Rom. 1:18-32, What do ya’ know: Man is Sinful (4)

d)    The entire human race, upon birth, are sinners.  We are not fundamentally good; we are fundamentally evil.  Let’s consider some questions related to this truth.

i)      Isn’t it unfair that we are guilty because of Adam’s sin?  My answer is “no; it is actually a work of God’s grace for all mankind.”  Let me explain.  If I was like Adam, born without a sin nature, but then in my heart did the same thing Adam did in failing to trust God, I would have needed a Savior just like Adam did.  In Gen. 3:15 God promised Adam and Eve that He would send a Savior, a human (the seed of the woman) to crush the work of the Devil.  But I also would need a Savior.  And honestly, so would you.  We all would have needed a Savior.  But, as it turns out, there can only be one Savior, God’s only begotten Son.  But if we all needed this Savior, He would have had to come to earth, live a righteous life, die in the place of Adam, and be raised to give Adam life eternal.  Then that Savior would have to do the same for every human who ever lived.  Instead, God worked in this way.  Adam was our representative in a way, standing in our place.  He sinned and the we became sinners in Adam.  Christ became the “second” or “last Adam,” also standing in our place.  He did His work once and through Him forgiveness and eternal life is offered to all who believe in Him.  It’s not just fair.  It makes perfect sense.

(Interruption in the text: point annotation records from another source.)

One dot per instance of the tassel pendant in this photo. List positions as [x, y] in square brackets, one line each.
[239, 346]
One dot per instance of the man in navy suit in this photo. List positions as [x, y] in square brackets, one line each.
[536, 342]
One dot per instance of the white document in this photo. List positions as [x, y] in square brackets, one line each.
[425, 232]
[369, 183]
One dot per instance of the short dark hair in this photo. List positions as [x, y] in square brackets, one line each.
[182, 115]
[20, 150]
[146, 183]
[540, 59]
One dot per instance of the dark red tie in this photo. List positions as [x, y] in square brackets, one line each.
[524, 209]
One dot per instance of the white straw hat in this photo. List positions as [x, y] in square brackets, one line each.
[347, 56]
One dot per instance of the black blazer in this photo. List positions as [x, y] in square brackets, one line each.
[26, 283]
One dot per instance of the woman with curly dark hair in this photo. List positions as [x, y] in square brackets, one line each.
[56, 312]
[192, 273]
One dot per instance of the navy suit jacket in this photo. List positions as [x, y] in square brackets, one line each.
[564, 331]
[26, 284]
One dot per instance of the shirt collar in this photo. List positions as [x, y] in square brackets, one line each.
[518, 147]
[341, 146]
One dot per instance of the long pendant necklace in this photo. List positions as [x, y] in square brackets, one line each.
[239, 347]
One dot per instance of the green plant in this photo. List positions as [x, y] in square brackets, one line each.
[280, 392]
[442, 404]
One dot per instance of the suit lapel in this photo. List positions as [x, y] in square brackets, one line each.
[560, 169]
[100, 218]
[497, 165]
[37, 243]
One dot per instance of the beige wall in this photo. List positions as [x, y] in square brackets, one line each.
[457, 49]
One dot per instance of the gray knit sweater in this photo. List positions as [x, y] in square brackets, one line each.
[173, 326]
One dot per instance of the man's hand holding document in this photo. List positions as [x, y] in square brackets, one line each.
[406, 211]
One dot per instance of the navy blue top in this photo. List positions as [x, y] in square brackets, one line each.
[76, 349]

ii)   What about the “age of moral responsibility?”  First, the Bible is almost totally silent on this subject.  We believe that we are born in sin.  The parents not only give birth to a “body;” they give birth to a “soul” and that soul is sinful from the start.  David, in confessing his sin, said, I was brought forth in iniquity and in sin my mother conceived me (Ps. 51:5).  But the same David, when the child produced from his immoral relationship with Bathsheba died, said, I shall go to him, but he shall not return to me (2 Sam. 12:23).  Did he just mean he would also die, like the child?  Or that he would be reunited with the child?  If it’s the latter, we ask how can a child who is a sinner from birth be where David expects to spend eternity, in the presence of God (Ps. 23:6)?  One answer is that the child never came to a point in life where he was able to turn from or turn to the Creator; he had not reached the age of moral accountability.  Some have suggested the age 13 is that age, because it was a special age for Jewish children.  If this doctrine is true, I think I have noticed in my own children a point where it seemed they understood sin and guilt, and the ages were not all the same.  So again, this is not a well developed doctrine; it is more suggested by our belief in the love of God to make provision for infants in death.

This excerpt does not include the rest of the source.